Apple A8 and A8X

Discussion in 'Mobile Devices and SoCs' started by ltcommander.data, Sep 9, 2014.

  1. anexanhume

    Veteran

    Joined:
    Dec 5, 2011
    Messages:
    2,078
    Likes Received:
    1,535
    Chipworks has annotated their die shot. Their conclusion is quad core GPU (GX6450), which I agree with. SRAM seems roughly same size, so if they could double density, that'd give us 8MB.

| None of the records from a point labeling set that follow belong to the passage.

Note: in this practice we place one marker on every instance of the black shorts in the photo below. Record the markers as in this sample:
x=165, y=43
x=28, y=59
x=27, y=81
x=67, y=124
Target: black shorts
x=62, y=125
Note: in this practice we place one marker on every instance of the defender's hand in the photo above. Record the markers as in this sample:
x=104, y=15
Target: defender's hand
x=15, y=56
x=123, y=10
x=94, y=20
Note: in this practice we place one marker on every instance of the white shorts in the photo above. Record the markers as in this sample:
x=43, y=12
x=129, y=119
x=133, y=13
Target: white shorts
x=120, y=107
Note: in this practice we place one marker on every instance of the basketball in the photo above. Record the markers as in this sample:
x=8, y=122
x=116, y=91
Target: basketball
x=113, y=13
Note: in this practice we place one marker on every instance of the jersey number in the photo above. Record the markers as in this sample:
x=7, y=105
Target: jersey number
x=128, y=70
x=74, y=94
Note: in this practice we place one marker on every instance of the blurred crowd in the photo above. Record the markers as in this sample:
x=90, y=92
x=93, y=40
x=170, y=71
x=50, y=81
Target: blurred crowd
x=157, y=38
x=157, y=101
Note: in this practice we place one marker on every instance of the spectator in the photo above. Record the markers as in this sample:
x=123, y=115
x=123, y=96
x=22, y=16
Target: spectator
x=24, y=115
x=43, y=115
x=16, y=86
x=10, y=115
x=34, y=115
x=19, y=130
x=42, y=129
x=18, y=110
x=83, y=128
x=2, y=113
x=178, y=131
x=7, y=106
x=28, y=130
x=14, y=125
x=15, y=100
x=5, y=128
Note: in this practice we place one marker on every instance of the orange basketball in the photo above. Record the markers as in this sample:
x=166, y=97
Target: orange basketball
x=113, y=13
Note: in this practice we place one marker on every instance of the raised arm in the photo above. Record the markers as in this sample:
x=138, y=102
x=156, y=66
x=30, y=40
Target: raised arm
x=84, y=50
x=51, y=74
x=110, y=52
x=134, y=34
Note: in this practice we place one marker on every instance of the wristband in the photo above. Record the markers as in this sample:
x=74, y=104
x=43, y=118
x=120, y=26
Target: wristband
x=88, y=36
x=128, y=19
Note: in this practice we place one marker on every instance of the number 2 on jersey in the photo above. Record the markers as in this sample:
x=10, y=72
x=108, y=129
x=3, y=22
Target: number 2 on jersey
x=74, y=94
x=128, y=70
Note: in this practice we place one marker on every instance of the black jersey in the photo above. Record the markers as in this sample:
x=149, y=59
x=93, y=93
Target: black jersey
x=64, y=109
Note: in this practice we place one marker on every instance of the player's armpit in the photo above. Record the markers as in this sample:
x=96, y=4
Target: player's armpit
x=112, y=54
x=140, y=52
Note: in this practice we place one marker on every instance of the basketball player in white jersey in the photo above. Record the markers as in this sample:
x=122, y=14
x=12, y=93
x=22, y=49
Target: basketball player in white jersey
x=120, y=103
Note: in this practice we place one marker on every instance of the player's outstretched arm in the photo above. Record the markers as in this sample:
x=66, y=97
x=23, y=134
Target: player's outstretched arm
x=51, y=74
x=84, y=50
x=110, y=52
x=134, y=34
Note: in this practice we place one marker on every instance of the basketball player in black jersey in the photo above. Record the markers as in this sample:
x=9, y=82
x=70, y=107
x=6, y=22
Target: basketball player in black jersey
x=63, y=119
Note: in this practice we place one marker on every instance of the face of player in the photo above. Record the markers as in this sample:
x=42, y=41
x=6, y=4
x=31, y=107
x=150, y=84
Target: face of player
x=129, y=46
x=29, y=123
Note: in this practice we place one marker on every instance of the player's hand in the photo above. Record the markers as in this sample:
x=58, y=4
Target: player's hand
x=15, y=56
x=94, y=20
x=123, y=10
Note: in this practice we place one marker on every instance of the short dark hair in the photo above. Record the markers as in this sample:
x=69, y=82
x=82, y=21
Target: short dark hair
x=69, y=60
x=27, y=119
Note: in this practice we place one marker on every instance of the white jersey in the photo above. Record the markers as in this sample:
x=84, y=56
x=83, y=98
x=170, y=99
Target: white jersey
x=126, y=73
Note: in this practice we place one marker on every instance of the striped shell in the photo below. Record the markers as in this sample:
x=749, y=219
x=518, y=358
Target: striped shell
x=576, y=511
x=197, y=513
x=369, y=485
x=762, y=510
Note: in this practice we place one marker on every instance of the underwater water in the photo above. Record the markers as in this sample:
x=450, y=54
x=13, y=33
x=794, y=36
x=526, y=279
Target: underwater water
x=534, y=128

    For the CPU core, L2 cache appears to be independent now, from what I can tell. CPU block shrank pretty considerably overall, suggesting it is just tweaks to the Cyclone core.

    [​IMG]
     
  2. wco81

    Legend

    Joined:
    Mar 20, 2004
    Messages:
    6,920
    Likes Received:
    630
    Location:
    West Coast
    What about the Secure Element, the enclave where they store the Apple Pay data? Could that be integrated into the A8?
     
  3. Nebuchadnezzar

    Legend

    Joined:
    Feb 10, 2002
    Messages:
    1,061
    Likes Received:
    328
    Location:
    Luxembourg
    A TrustZone controller with some kind of memory for it is minuscule.
    Not everything scales perfectly with die shrinks. Also how do you know they don't have a PCIe controller?
     
  4. ltcommander.data

    Regular

    Joined:
    Apr 4, 2010
    Messages:
    616
    Likes Received:
    15
    http://recode.net/2014/09/23/teardown-shows-apples-iphone-6-cost-at-least-200-to-build/

    IHS is claiming Samsung is still manufacturing 40% of the A8. Does it take a lot of effort to bring up a chip on a different process? If this is true, it'd be interesting for Chipworks to do a Samsung vs TSMC A8 die comparison and maybe Anandtech could do a performance, power consumption comparison.
     
  5. anexanhume

    Veteran

    Joined:
    Dec 5, 2011
    Messages:
    2,078
    Likes Received:
    1,535
    It would take a lot of effort. Different libraries for the processes. Different design rules, etc. Unless they consolidated them into one rule subset somehow, potentially taking lowest common denominator performance wise. Biggest issue is doing full custom designs and having two different libraries and validation rules to work against.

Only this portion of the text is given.